Can competent brass players play large leaps?
Yes. Remember that brass instruments in their fundamental form can play only tones that are found in the overtone series. Large leaps are inherent in the nature of brass instruments, especially in their lower registers.
In the upper register, because the overtones are closer together, playing a note accurately is more dependent on the player's control: breath pressure, lip tension, and indeed ear. Here I answer "yes" because the question specifies "competent," but remember that it is unusual to attend a symphonic performance, even a professional one, without hearing a flubbed note from the horns.
Look at a few horn parts from the late 18th through the late 19th century. They don't just contain leaps, their characteristic style is based on leaps. This music is an important part of the horn repertoire. For a horn player, a few fourths, sixths, or octaves are like breathing.
You'll also want to look at idiomatic writing for the modern valved horn, of course, in more recent works, where you'll find leaps both in passages that evoke the classical brass idiom (Fanfare for the Common Man comes to mind) and in passages that are mostly stepwise, as with melodies written for any chromatic instrument.
In general, as an orchestrator, you will want to become more familiar with all of the instruments of the orchestra. Buy a cheap used horn, or borrow one. Learn to play it, even badly. This will give you more insight into the answer to this question than any of us can. Look at a book of orchestral excerpts that a student hornist would use. Listen to professional recordings of these pieces. Look for videos online of students playing these pieces, too: this will give you a sense of what's hard and what isn't.
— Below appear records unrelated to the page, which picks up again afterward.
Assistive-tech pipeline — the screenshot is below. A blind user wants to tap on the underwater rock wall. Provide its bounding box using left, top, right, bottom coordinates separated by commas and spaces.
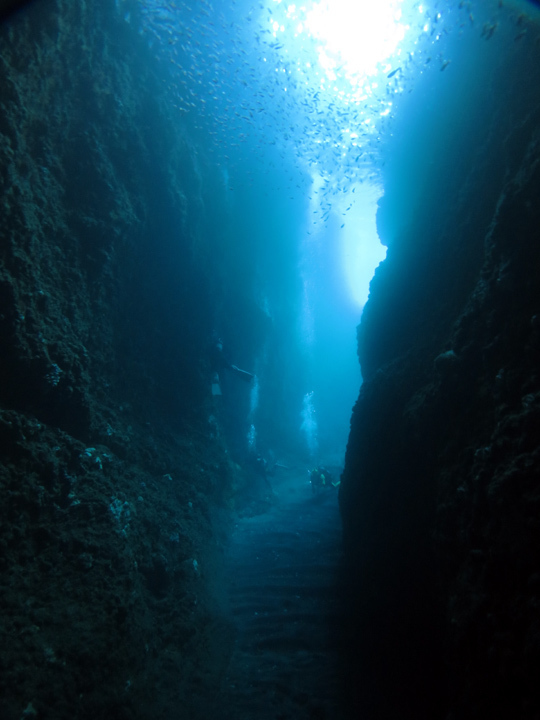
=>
340, 28, 540, 720
0, 0, 236, 720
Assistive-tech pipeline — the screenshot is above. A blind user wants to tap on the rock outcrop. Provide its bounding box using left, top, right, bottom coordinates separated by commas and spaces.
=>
341, 22, 540, 720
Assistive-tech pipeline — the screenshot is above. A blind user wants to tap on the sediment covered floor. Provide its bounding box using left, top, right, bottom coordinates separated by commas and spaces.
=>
223, 468, 341, 720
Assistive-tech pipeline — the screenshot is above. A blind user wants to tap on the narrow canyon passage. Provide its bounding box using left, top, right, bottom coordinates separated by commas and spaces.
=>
223, 468, 341, 720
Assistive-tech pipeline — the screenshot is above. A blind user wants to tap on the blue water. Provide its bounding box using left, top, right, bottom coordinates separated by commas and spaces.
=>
118, 0, 536, 458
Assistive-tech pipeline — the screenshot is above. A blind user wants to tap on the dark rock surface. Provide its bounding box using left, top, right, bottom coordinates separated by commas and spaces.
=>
222, 468, 341, 720
341, 25, 540, 720
0, 0, 234, 720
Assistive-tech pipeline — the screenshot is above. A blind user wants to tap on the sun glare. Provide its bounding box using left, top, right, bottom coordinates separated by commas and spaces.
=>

While you're doing all of that, you're bound to come upon passages that are similar to the one you're writing, to serve as a model. How do other composers handle the sort of texture you want to create (for example, the part crossing in the last measure is unusual).
Finally, make friends with a horn player. Don't just ask them to look at the part but ask them to play it for you, so you can hear whether it actually sounds as you imagine it does. They'll tell you if anything doesn't make sense or if you need to be careful about anything.